L’inscription de ce délit au casier judiciaire permettrait un meilleur signalement de l’intéressé – nous savons combien notre système présente de failles à cet égard – afin, notamment, d’éviter son départ vers le front syrien.

Il permettrait, enfin, d’incriminer les majeurs qui incitent des mineurs à la consultation de ces sites, sur le fondement du délit de corruption de mineurs, et de proposer à ces derniers un stage de désendoctrinement, comme le suggère très justement notre rapporteur.

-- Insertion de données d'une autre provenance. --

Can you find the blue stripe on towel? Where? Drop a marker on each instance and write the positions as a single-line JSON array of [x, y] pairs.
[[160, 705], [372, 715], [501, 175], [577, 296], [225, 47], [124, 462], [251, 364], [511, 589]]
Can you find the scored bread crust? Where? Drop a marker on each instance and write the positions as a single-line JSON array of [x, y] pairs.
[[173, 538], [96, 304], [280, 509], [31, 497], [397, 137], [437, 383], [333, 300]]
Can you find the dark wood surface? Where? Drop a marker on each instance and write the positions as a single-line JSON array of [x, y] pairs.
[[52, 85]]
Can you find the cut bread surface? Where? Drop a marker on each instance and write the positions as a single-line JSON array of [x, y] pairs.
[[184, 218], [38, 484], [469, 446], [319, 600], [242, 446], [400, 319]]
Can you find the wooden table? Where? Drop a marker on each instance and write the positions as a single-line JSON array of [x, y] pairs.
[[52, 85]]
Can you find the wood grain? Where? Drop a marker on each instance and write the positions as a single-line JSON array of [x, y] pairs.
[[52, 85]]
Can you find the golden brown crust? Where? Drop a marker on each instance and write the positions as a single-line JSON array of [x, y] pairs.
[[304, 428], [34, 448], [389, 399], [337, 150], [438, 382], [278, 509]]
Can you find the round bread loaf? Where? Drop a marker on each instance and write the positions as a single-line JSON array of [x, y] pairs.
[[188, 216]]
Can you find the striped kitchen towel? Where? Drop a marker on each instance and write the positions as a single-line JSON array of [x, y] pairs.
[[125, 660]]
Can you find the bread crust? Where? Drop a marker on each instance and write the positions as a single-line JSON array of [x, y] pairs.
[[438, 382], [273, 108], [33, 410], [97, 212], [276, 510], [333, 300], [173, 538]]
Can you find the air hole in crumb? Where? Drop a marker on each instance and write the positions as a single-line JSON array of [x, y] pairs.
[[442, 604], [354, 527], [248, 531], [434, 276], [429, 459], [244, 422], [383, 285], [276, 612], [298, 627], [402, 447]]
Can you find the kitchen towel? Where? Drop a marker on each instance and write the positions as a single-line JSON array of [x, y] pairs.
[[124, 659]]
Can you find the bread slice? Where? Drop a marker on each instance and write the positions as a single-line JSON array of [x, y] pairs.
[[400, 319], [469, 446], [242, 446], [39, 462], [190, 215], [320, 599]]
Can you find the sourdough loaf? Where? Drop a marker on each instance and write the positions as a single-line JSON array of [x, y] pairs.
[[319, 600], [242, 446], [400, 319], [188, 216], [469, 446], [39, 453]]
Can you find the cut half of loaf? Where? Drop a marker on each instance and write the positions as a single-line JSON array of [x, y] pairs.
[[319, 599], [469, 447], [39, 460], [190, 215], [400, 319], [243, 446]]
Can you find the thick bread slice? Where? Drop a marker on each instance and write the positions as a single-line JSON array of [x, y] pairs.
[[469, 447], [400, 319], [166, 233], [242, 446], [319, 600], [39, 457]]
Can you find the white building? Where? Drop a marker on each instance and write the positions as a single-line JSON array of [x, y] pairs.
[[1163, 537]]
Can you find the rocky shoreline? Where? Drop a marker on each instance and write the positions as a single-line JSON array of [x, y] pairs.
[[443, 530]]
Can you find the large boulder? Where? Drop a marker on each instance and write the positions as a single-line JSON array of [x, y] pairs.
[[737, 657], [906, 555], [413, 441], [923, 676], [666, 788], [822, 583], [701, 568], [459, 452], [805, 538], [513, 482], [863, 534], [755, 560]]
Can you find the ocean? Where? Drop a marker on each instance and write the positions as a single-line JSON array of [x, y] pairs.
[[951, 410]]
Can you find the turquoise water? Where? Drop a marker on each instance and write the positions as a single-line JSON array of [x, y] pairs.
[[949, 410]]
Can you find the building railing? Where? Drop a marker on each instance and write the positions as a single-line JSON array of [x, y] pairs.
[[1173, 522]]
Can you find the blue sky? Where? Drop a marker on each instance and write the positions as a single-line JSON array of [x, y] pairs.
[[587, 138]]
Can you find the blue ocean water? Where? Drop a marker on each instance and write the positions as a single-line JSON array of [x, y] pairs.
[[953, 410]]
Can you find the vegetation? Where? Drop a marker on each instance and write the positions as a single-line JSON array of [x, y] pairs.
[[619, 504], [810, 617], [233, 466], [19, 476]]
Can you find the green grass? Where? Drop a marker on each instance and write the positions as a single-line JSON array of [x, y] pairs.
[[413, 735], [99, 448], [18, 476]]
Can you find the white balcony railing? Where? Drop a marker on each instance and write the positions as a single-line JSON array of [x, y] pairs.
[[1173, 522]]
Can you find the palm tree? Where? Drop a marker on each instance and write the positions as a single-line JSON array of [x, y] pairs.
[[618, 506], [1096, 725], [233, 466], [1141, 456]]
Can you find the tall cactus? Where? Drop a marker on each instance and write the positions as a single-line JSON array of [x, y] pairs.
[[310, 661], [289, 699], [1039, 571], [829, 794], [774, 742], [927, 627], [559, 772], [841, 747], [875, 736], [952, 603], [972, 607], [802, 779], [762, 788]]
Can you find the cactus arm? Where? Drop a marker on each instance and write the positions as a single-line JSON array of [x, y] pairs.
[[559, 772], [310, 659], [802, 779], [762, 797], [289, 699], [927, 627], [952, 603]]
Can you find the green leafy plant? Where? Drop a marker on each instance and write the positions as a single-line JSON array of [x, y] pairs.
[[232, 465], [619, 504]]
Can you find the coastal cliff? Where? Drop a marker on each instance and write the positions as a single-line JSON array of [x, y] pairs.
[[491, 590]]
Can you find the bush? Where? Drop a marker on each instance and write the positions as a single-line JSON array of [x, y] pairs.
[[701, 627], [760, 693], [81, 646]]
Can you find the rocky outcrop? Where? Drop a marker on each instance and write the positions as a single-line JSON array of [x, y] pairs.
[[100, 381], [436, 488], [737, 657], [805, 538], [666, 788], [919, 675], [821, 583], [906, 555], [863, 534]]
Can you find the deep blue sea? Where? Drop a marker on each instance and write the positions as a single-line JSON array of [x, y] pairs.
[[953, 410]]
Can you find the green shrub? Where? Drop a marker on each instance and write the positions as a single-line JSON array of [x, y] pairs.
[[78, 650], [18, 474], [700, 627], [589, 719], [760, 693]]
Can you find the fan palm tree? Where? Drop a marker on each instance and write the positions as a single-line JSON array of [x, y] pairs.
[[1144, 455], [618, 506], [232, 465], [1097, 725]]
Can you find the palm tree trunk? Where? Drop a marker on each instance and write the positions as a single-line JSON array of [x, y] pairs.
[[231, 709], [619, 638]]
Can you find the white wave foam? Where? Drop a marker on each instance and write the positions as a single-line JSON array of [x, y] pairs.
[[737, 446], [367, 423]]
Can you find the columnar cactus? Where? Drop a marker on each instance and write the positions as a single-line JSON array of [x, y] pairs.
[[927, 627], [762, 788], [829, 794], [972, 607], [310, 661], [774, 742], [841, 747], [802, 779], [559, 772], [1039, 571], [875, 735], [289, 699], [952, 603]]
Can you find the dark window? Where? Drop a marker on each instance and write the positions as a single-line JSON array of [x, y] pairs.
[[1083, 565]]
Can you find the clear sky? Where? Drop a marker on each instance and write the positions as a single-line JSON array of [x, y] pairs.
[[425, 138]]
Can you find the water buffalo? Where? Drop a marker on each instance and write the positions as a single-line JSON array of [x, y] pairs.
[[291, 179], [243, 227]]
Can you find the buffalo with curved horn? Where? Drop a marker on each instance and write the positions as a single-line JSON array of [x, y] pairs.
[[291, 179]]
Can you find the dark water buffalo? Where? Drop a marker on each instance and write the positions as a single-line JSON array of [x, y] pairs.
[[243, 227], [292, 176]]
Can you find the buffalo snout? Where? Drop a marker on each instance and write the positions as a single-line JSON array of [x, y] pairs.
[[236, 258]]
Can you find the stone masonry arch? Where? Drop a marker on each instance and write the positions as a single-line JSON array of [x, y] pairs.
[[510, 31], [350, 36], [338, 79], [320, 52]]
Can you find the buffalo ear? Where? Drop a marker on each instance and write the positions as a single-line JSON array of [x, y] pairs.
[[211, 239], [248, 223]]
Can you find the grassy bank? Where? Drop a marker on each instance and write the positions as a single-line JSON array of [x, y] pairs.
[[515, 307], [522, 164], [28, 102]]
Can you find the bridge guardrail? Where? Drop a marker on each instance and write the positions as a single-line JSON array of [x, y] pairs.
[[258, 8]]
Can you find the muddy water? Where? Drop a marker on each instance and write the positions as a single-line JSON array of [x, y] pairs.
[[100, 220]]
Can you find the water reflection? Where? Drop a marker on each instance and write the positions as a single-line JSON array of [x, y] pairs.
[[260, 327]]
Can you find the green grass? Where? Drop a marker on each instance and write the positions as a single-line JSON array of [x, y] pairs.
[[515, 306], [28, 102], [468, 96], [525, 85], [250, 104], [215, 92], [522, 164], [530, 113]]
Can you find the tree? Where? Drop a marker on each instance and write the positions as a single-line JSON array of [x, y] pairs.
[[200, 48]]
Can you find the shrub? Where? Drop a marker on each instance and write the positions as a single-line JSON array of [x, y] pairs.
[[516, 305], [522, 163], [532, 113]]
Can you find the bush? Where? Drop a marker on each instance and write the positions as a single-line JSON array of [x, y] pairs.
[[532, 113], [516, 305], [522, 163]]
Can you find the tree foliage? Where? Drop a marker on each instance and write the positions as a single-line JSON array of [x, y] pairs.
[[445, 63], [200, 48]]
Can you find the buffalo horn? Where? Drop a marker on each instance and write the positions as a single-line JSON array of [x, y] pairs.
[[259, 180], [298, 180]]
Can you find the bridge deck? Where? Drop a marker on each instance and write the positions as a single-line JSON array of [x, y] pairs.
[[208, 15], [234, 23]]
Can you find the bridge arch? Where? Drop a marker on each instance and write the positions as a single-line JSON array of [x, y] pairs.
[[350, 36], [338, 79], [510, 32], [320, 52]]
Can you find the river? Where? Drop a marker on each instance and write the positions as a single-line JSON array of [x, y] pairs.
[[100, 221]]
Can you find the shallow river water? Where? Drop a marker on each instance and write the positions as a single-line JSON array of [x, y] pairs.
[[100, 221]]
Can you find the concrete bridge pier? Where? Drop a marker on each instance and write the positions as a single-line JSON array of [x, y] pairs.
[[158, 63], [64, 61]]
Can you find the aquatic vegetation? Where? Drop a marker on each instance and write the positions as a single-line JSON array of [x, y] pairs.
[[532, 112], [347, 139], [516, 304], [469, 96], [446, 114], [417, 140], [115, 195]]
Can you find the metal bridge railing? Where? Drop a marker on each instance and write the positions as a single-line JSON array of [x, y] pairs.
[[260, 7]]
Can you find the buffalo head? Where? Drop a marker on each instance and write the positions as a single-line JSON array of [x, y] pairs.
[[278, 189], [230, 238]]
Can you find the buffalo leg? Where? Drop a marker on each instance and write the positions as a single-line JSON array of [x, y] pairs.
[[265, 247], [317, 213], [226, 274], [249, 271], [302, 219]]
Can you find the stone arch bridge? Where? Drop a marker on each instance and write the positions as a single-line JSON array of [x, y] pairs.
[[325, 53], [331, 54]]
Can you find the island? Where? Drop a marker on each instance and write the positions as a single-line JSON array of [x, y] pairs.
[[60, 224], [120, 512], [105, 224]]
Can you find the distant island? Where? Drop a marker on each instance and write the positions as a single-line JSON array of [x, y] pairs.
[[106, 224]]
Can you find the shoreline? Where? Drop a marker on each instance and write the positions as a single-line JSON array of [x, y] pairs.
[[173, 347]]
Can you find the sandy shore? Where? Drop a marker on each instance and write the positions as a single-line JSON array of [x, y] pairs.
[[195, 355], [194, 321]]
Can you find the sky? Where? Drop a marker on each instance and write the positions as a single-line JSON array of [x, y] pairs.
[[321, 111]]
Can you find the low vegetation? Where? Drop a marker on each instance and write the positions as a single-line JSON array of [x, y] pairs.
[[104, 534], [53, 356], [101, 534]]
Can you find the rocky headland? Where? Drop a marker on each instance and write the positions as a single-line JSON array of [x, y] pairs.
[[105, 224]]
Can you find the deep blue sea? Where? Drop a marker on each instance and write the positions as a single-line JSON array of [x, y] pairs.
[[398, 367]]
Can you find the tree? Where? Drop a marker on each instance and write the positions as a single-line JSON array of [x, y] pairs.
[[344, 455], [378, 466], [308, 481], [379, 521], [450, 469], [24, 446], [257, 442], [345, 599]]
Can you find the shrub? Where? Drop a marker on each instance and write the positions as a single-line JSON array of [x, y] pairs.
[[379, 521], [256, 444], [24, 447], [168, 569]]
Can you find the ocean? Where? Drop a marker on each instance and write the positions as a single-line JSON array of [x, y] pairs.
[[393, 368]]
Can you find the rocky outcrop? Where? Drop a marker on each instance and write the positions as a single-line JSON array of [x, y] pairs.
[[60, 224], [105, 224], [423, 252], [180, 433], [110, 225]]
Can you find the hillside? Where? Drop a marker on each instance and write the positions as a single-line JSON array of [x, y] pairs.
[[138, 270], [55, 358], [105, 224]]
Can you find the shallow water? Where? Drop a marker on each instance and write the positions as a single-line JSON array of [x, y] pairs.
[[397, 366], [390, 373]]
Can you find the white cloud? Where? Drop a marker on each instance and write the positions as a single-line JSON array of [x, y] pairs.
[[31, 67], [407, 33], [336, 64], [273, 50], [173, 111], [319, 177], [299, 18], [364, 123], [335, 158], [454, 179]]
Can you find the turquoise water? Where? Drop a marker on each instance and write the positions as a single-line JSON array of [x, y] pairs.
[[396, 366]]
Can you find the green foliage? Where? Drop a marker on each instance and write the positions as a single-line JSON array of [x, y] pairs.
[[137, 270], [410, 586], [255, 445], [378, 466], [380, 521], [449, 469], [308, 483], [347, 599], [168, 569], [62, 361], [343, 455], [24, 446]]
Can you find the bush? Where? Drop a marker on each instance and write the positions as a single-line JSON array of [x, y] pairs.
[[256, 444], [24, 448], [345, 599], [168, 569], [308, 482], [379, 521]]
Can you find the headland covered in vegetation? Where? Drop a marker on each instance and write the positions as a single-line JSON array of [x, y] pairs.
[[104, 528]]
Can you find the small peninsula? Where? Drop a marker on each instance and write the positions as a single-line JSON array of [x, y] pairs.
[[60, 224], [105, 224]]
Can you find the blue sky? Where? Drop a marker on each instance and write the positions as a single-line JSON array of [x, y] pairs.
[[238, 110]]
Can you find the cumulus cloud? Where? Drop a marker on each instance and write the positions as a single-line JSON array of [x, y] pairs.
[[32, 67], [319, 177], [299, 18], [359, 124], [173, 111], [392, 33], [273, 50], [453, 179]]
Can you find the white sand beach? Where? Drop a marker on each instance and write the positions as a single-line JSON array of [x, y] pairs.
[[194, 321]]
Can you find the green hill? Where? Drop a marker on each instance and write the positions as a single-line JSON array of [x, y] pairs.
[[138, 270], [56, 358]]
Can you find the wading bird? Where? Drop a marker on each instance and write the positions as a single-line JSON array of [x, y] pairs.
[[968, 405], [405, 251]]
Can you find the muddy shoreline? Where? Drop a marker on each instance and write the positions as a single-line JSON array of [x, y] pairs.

Nous avons entendu votre argument relatif au risque juridique encouru par la notion de « consultation habituelle » : Mme Bechtel, comme vous-même, monsieur le secrétaire d’État, y avez eu recours. De notre point de vue, cet argument n’est pas totalement fondé, et vous ne pouvez pas aujourd’hui, du moins dans cet hémicycle, vous ériger en juge constitutionnel. Comme l’a rappelé le rapporteur, si le Conseil d’État a précédemment émis quelques réserves, la Cour de cassation, saisie du délit de consultation habituelle des sites pédopornographiques, a estimé, en juin 2012, qu’il n’était pas nécessaire de saisir le Conseil constitutionnel d’une question prioritaire de constitutionnalité.

Les positions des deux cours suprêmes sont donc très différentes : peut-être nous revient-il d’arbitrer ?

En outre, un filtre à deux niveaux, distinguant, d’une part, consultation habituelle et consultation simple, d’autre part, les professionnels – à l’instar des chercheurs – de l’ensemble des internautes, permettrait de ne porter qu’une atteinte proportionnée à la liberté de communication et d’opinion, justifiée de surcroît par la prévention du terrorisme. Elle répondrait donc – selon nous, en tout cas – aux exigences du Conseil constitutionnel. Aussi, adoptons cette proposition de loi : nous verrons bien ce qu’en dira le juge constitutionnel.

Par ailleurs, profitons de ce débat pour engager l’utile réflexion sur la déchéance de nationalité de nos concitoyens ayant commis des actes terroristes à l’étranger, comme Manuel Valls, alors ministre de l’intérieur, s’y était lui-même déclaré favorable, en affirmant sur BFM TV, le 3 juin dernier, qu’en la matière « il n’y avait pas de tabou ».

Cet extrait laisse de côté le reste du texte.